Michigan’s teachers union is doing everything it can to keep its claws latched onto the state’s education system. Now, teachers are suing the Michigan Education Association because the union won’t allow them to quit and is forcing them to pay dues.
from Washington Examiner:
Michigan teachers are discovering that their union is determined to make it as hard as possible for them to take advantage of the state’s new right-to-work law, which prohibits workers from being forced to pay dues to a union.
Nine teachers sued the Michigan Education Association in the last week alleging unfair labor practices.
Eight teachers sued the MEA on Monday. They are being represented by the conservative Mackinac Center Legal Foundation. Their complaint alleges the union is violating the intent of the right-to-work law by only giving them a very brief period — the month of August — to drop their membership.
One of the eight, Coopersville teacher Miriam Chanski, told MEA in a May letter she was leaving the union. MEA denied her request because it was sent in too early.
She claims the union did not tell her this at the time. She only learned of the August opt-out window in September.

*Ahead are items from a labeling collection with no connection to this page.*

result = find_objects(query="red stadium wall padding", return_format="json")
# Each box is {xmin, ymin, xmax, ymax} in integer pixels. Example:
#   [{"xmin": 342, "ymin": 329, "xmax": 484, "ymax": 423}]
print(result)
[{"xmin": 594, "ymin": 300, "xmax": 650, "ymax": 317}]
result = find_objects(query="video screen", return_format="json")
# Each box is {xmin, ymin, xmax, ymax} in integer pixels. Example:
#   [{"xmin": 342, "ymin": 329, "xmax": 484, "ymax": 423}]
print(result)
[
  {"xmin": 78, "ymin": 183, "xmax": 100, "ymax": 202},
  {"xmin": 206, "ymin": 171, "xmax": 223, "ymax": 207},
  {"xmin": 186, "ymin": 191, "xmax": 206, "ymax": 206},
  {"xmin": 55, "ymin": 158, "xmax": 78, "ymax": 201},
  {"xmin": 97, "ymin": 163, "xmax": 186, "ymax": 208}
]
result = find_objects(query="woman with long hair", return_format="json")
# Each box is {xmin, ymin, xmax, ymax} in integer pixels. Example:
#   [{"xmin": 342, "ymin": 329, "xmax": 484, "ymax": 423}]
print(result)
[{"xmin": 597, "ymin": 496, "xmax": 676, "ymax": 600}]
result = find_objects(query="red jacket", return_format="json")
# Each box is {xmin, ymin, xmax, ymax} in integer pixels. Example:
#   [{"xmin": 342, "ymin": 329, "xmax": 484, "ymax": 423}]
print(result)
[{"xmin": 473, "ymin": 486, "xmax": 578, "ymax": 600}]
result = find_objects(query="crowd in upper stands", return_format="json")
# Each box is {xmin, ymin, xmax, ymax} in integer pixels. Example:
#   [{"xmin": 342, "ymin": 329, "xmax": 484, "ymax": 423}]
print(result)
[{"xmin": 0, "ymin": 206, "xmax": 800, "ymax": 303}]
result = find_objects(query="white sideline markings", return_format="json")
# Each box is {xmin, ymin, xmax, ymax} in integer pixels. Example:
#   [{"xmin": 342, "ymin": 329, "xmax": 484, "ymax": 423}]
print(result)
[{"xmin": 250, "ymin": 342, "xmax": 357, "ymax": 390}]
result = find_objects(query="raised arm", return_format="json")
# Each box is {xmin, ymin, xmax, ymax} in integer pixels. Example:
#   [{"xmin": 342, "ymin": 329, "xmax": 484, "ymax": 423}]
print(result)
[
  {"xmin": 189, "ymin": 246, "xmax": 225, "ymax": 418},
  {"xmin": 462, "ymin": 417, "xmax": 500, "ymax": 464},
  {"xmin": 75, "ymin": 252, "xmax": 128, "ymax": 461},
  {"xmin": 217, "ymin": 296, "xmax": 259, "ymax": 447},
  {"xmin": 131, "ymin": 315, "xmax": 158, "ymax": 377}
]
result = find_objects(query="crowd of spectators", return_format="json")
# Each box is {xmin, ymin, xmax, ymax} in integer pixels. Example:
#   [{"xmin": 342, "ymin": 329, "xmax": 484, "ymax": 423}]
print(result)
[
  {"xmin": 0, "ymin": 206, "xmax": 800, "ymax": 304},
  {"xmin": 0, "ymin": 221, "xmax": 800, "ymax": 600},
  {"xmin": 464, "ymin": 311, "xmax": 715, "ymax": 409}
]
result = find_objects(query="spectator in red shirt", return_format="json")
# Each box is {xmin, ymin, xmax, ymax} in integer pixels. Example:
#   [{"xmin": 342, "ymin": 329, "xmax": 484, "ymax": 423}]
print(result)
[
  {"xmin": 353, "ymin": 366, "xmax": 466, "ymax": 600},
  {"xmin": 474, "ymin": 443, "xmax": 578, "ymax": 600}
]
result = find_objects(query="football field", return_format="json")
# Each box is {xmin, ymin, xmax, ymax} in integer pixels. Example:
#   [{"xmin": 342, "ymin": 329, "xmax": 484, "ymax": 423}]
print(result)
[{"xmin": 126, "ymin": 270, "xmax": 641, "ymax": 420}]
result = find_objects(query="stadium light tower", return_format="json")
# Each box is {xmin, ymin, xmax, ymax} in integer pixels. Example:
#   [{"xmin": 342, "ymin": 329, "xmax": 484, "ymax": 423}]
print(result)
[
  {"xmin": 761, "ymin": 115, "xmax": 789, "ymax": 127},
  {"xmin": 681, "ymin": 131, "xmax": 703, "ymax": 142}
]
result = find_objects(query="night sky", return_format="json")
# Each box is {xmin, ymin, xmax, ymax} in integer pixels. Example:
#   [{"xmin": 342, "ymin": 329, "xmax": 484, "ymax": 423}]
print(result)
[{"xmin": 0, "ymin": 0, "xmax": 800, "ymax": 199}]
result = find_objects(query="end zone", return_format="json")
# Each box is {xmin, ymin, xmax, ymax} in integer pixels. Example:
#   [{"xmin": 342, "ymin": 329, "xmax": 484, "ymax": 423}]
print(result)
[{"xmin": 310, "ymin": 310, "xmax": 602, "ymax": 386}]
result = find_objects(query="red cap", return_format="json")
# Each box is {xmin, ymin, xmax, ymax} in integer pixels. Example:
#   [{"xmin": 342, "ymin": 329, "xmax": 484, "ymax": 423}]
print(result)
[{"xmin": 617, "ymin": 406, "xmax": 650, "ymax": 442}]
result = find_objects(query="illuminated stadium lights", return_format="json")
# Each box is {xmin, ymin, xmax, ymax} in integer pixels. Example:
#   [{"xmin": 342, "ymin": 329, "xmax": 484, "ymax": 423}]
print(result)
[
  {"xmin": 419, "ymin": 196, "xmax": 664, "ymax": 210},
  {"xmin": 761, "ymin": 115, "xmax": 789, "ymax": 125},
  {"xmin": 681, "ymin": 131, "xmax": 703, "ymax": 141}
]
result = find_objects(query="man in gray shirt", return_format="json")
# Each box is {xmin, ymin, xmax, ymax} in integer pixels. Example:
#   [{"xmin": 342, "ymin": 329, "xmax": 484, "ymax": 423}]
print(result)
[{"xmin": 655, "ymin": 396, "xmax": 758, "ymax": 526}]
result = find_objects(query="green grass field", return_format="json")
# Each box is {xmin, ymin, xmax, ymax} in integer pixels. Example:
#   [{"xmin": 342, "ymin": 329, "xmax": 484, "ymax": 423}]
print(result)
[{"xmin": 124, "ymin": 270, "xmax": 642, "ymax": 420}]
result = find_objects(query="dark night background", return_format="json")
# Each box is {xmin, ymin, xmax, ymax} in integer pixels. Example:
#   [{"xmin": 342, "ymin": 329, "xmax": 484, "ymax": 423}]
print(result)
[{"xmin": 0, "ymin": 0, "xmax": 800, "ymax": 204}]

That was when MEA informed her she would now have to pay another year’s dues.
"It surprised me that there would be more to the process — I had not heard anything else," she told the local ABC affiliate.
It got worse for her when MEA said that if she didn’t continue to pay, they would report her to a collection agency, which would negatively affect her credit rating.
"My credit is very personal to me and it’s something I take pride in," Chanski said.
Last week, Linda Evon, a Pickney special needs classroom assistant, also filed an unfair labor practice complaint against MEA. She said she tried to quit the union Sept. 4, only to be told the deadline had passed on Aug. 31.
Evon is getting legal assistance from the National Right To Work Foundation.
“Across the state, union bosses are pulling out all the stops to keep workers from exercising their rights under Michigan’s right-to-work law,” said Mark Mix, president of the foundation.
Both groups said they will argue in court that the one-month window violates the right-to-work law’s language.
The teachers unions realize that forced membership is the only tool they have to keep their organizations’ power from eroding. That is why they’re now fighting tooth and nail to make it as difficult as possible for any teacher to quit.